Dooley started ACE at age 72, immediately after completion of his pinnacle construction project—the base-isolated Cathedral of Our Lady of the Angels that was built to sail through a magnitude-7.1 earthquake with barely a scratch, in large part thanks to his work.
He led that job for Morley Builders, where he worked from 1981 until 2002, mostly in business development.
“From the first time you meet Terry, you know there is something remarkable about him,” said the semi-retired Bert Lewitt, Morley's chairman of the board, also at the time of the ENR Legacy Award profile. “He’s an incredible all-around person and is always interested in being helpful.”
A practicing Catholic, Dooley was so committed to the notion of the cathedral as a seismic Noah’s ark that he delayed retirement from Morley to lead the project.
“The level of enthusiasm for the success of the job is unequaled in my 40-plus years of construction experience,” said Dooley at the time of the project.

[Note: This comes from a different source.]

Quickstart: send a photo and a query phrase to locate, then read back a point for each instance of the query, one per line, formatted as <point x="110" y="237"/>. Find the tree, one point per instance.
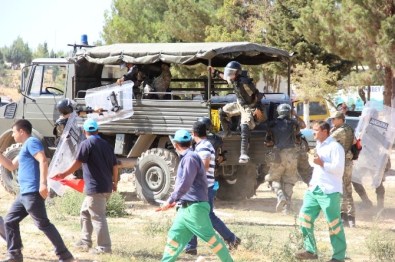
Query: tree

Born in Hammond, Ind., Dooley spent much of his childhood in South Bend. He received a B.A. in liberal arts from St. John’s University - Minnesota in 1951. Dooley completed his B.S. in Civil Engineering in 1954. He then relocated to the West Coast, where he worked for Bethlehem Steel’s construction divisions. Among other projects, he was involved in the erection of bridges in California and the Pacific Northwest. In 1969, Dooley received his master of engineering degree from the University of California, Los Angeles.
The civil engineer was committed to advancing seismic design. He helped pioneer seismic construction technologies with the building of the earliest ductile moment-resisting space frames, in reinforced concrete, in Los Angeles.
Dooley was a fellow of the American Society of Civil Engineers and co-winner of its 1991 Awards for Innovation in Civil Engineering, for Rockwell Building 80. An honorary member of the American Concrete Institute, he received its Corbetta Award for “contributions to the advancement of construction techniques in seismic repair and retrofit."
He was also an honorary member of the Structural Engineers Association of Southern California. As a member of the board of directors of the Los Angeles Area Chamber of Commerce, he chaired its construction industries committee.
Dooley was a lifelong humanitarian. One example of his many causes was his work, in the 1960s, with the Fair Housing Council of the San Fernando Valley. In 1965, Dooley was one of thousands of civil rights demonstrators who participated during the final day in Montgomery, Ala., of a march from Selma, led by Martin Luther King Jr.
In 1977, as an acknowledgment of his good works, Dooley received a certificate of merit for outstanding volunteer service from the Los Angeles County Human Relations Commission.